Explanatory Notes:
(i)
Mr. Tan Cher Liang is an Independent Director of the Company. He also serves as the Chairman of the Audit Committee
and as a Member of the Nominating Committee and Remuneration Committee. Upon his re-election, Mr. Tan Cher Liang
will continue to serve as the Chairman of the Audit Committee and as a Member of the Nominating Committee and
Remuneration Committee. He will be considered independent for the purposes of Rule 704(8) of the Listing Manual of
the SGX-ST.
(ii)
The Ordinary Resolution 7 proposed in item 7 above, if passed, will empower the Directors of the Company to issue
Shares, make or grant instruments convertible into Shares and to issue Shares pursuant to such instruments, up to a
number not exceeding, in total, fifty per cent. (50%) of the total number of issued Shares (excluding treasury shares)
in the capital of the Company, of which up to twenty per cent. (20%) may be issued other than on a pro-rata basis to
shareholders.
For determining the aggregate number of Shares and convertible securities that may be issued, the total number of
issued Shares (excluding treasury shares) will be calculated based on the total number of issued Shares (excluding
treasury shares) in the capital of the Company at the time this Ordinary Resolution is passed after adjusting for new
Shares arising from the conversion or exercise of any convertible securities or share options or vesting of share awards
which are outstanding or subsisting at the time when this Ordinary Resolution is passed and any subsequent bonus
issue, consolidation or subdivision of Shares.
(iii)
The Ordinary Resolution 8 proposed in item 8 above, if passed, will empower the Directors of the Company to allot
and issue such number of fully paid Shares from time to time as may be required to be issued to the holders of awards
granted by the Company pursuant to the provisions of the Kingsmen Performance Share Scheme.
(iv)
The grant of awards to the controlling shareholders of the Company and their associates under the Kingsmen
Performance Share Scheme must be approved by the shareholders of the Company. Mr. Soh Siak Poh Benedict and
Mr. Simon Ong Chin Sim are controlling shareholders of the Company. Mr. Roy Ong Chin Kwan is an immediate family
member and thus an associate of Mr. Simon Ong Chin Sim.
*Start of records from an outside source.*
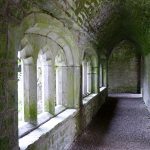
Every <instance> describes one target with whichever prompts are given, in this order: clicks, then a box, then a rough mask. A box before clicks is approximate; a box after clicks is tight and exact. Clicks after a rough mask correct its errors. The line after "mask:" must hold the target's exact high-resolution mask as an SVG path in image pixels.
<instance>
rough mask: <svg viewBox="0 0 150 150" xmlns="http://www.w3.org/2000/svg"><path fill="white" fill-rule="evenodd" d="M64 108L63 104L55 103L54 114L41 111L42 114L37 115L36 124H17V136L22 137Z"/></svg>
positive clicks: (53, 116) (50, 117)
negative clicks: (58, 103)
mask: <svg viewBox="0 0 150 150" xmlns="http://www.w3.org/2000/svg"><path fill="white" fill-rule="evenodd" d="M65 109H66V108H65V107H64V106H62V105H57V106H56V107H55V115H52V114H50V113H48V112H43V113H42V114H39V115H38V117H37V124H36V125H34V124H31V123H28V122H23V123H21V124H20V125H19V138H22V137H23V136H25V135H27V134H29V133H30V132H32V131H33V130H35V129H36V128H38V127H39V126H41V125H42V124H44V123H45V122H47V121H48V120H50V119H52V118H53V117H55V116H56V115H58V114H60V113H61V112H63V111H64V110H65Z"/></svg>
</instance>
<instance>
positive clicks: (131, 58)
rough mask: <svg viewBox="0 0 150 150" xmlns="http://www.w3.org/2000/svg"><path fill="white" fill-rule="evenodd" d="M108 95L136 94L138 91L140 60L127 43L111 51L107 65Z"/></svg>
mask: <svg viewBox="0 0 150 150" xmlns="http://www.w3.org/2000/svg"><path fill="white" fill-rule="evenodd" d="M108 79H109V81H108V86H109V93H137V92H139V91H140V87H139V84H140V60H139V58H138V56H137V55H136V54H135V52H134V47H133V46H132V44H131V43H129V42H127V41H123V42H121V43H120V44H119V45H117V46H116V47H115V48H114V49H113V50H112V53H111V55H110V57H109V63H108Z"/></svg>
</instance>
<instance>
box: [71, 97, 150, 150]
mask: <svg viewBox="0 0 150 150" xmlns="http://www.w3.org/2000/svg"><path fill="white" fill-rule="evenodd" d="M70 150H150V113H149V112H148V111H147V110H146V107H145V105H144V102H143V101H142V98H136V97H134V96H131V98H129V96H127V97H125V95H124V96H123V97H121V96H116V97H115V96H113V95H111V97H109V99H108V100H107V102H106V103H105V104H104V105H103V107H102V109H101V110H100V111H99V112H98V114H97V115H96V117H95V118H93V121H92V122H91V124H90V125H89V126H88V127H87V129H86V130H85V132H84V133H83V134H82V135H80V136H79V137H78V138H77V139H76V141H75V142H74V143H73V144H72V146H71V148H70Z"/></svg>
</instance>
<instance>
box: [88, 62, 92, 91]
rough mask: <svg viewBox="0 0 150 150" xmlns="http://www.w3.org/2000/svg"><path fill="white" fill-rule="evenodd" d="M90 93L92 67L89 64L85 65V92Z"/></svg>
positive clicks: (91, 80) (91, 76) (90, 88)
mask: <svg viewBox="0 0 150 150" xmlns="http://www.w3.org/2000/svg"><path fill="white" fill-rule="evenodd" d="M91 91H92V67H91V63H90V62H88V63H87V92H88V93H91Z"/></svg>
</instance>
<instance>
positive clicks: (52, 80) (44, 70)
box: [42, 61, 56, 115]
mask: <svg viewBox="0 0 150 150" xmlns="http://www.w3.org/2000/svg"><path fill="white" fill-rule="evenodd" d="M42 93H43V96H42V97H43V101H44V111H45V112H49V113H50V114H52V115H54V114H55V101H56V77H55V68H54V66H53V65H52V64H51V61H46V62H44V66H43V91H42Z"/></svg>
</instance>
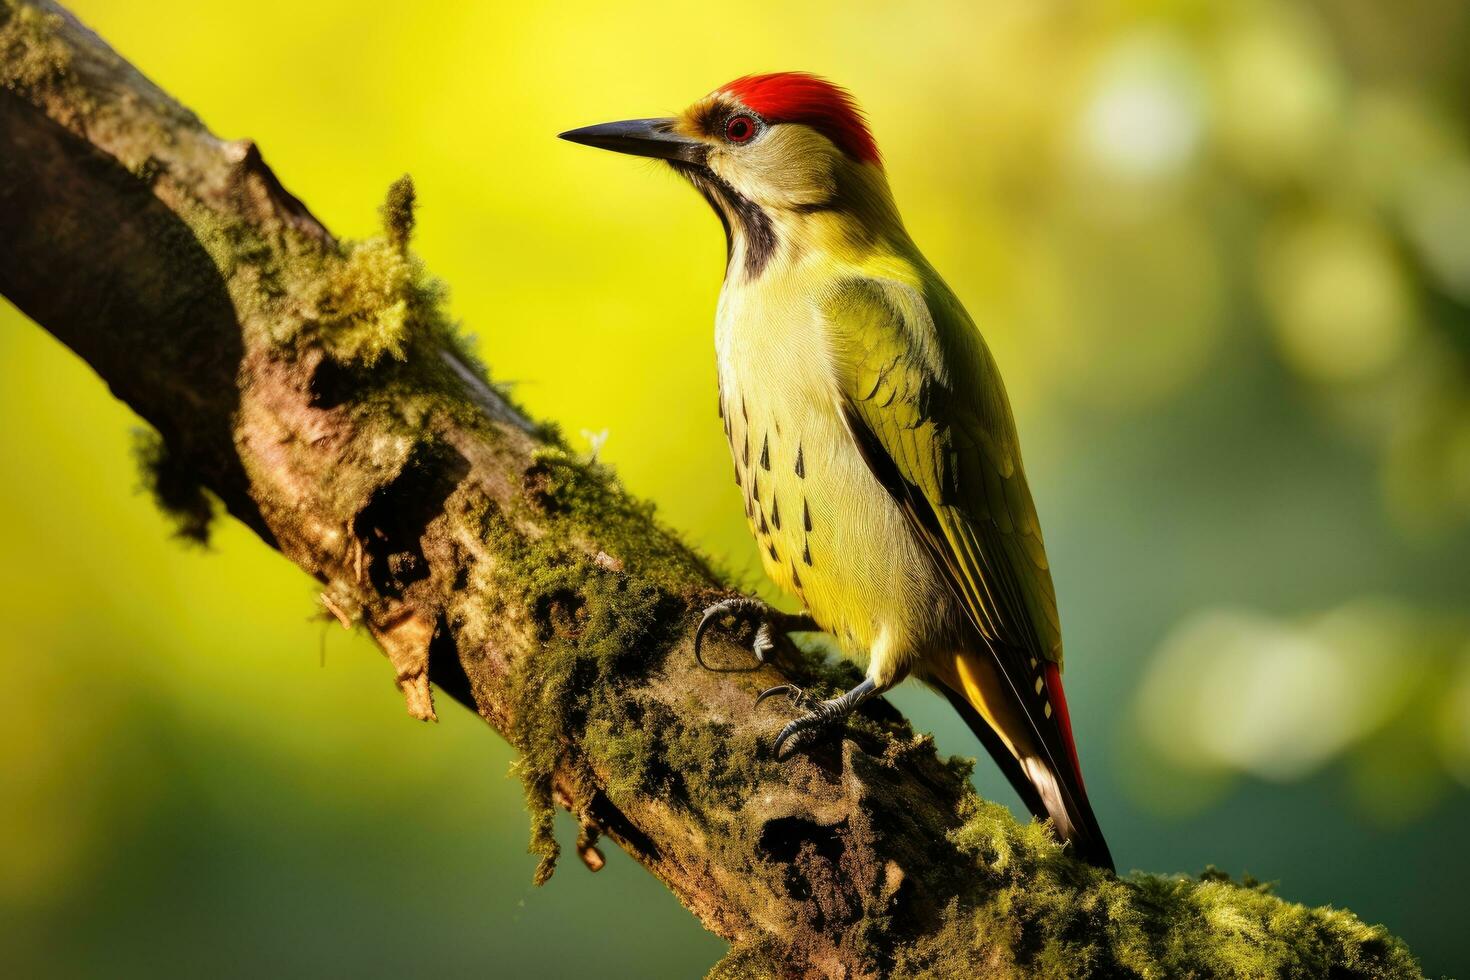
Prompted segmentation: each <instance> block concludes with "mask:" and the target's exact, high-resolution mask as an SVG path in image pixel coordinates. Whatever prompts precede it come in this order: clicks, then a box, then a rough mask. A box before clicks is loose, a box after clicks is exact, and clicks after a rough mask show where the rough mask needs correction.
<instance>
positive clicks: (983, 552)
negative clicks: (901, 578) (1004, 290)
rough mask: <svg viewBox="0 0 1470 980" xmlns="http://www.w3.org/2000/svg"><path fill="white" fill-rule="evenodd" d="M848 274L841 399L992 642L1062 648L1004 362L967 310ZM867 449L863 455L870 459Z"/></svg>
mask: <svg viewBox="0 0 1470 980" xmlns="http://www.w3.org/2000/svg"><path fill="white" fill-rule="evenodd" d="M938 306H939V313H941V319H936V317H935V313H933V306H932V304H931V303H929V301H928V300H926V298H925V297H923V295H922V294H919V292H917V291H916V289H913V288H910V287H906V285H901V284H897V282H883V281H876V279H853V281H848V282H847V284H844V285H842V287H841V288H839V289H836V291H835V292H833V294H832V297H831V298H829V301H828V304H826V310H825V314H826V320H828V323H829V331H831V332H832V339H833V345H835V348H836V350H835V353H836V357H835V361H836V364H839V369H838V375H841V376H839V378H836V383H838V392H839V398H841V400H842V403H844V404H842V407H844V411H845V413H847V416H848V419H850V423H851V425H854V428H856V429H857V428H860V429H861V430H863V432H864V433H867V435H863V436H860V441H867V442H869V447H867V453H869V455H870V457H873V455H876V454H881V455H882V457H885V458H886V463H885V461H876V469H883V470H888V476H889V478H891V479H895V480H897V483H895V486H891V489H895V491H897V492H895V497H900V498H901V502H903V504H904V505H906V510H908V511H910V514H911V517H913V520H914V523H916V525H917V526H919V527H920V529H922V532H923V535H925V538H926V539H928V544H929V545H931V550H932V552H933V554H935V557H936V560H938V561H939V564H941V567H942V569H945V570H947V572H948V577H950V579H951V583H953V585H954V586H956V589H957V592H958V598H960V599H961V601H963V605H964V607H966V611H967V613H969V614H970V619H972V620H973V623H975V626H976V627H978V629H979V630H980V633H982V635H983V636H985V639H986V641H989V642H991V645H994V646H997V648H1001V649H1008V651H1014V652H1016V654H1025V657H1023V658H1029V657H1038V658H1044V660H1048V661H1054V663H1060V661H1061V630H1060V623H1058V617H1057V597H1055V591H1054V588H1053V582H1051V570H1050V566H1048V563H1047V552H1045V545H1044V544H1042V538H1041V523H1039V520H1038V517H1036V508H1035V504H1033V502H1032V498H1030V489H1029V486H1028V485H1026V475H1025V472H1023V469H1022V464H1020V455H1019V451H1017V439H1016V429H1014V422H1013V420H1011V414H1010V408H1008V406H1007V403H1005V394H1004V388H1003V385H1001V379H1000V373H998V370H997V369H995V363H994V360H992V359H991V356H989V353H988V351H986V350H985V345H983V341H980V338H979V334H978V332H976V331H975V328H973V325H970V322H969V317H967V316H966V314H964V311H963V310H960V309H958V306H957V304H954V303H953V301H950V303H942V304H938ZM873 463H875V460H873V458H870V464H873Z"/></svg>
Further details are set out in the Circular to Shareholders in relation to the Proposed Grant of Awards to
Mr. Soh Siak Poh Benedict, Mr. Simon Ong Chin Sim and Mr. Roy Ong Chin Kwan under the Kingsmen Performance
Share Scheme enclosed together with the Annual Report.
(v)
The Ordinary Resolution 12 proposed in item 12 above, if passed, will empower the Directors of the Company to purchase
or otherwise acquire Shares by way of Market Purchases or Off-Market Purchases, provided that the aggregate number
of Shares to be purchased or acquired under the Share Purchase Mandate does not exceed the Prescribed Limit, and
at such price or prices as may be determined by the Directors of the Company from time to time up to the Maximum
Price. The information relating to this proposed Ordinary Resolution is set out in the Circular to Shareholders in relation
to the Proposed Renewal of the Share Purchase Mandate enclosed together with the Annual Report.
Notes:
1.
A member of the Company entitled to attend and vote at the Annual General Meeting is entitled to appoint not more
than two proxies to attend and vote in his/her stead. A proxy need not be a member of the Company.
2.
Where a member appoints more than one proxy, he/she shall specify the proportion of his/her shareholdings to be
represented by each proxy in the instrument appointing the proxies.
3.
A member who is a relevant intermediary entitled to attend and vote at the Annual General Meeting is entitled to appoint
more than two proxies to attend and vote at the Annual General Meeting instead of such member, but each such proxy
must be appointed to exercise the rights attached to a different Share or Shares held by such member. Where such
member appoints more than two proxies, the appointments shall be invalid unless the member specifies the proportion
of shareholdings in relation to which each proxy has been appointed.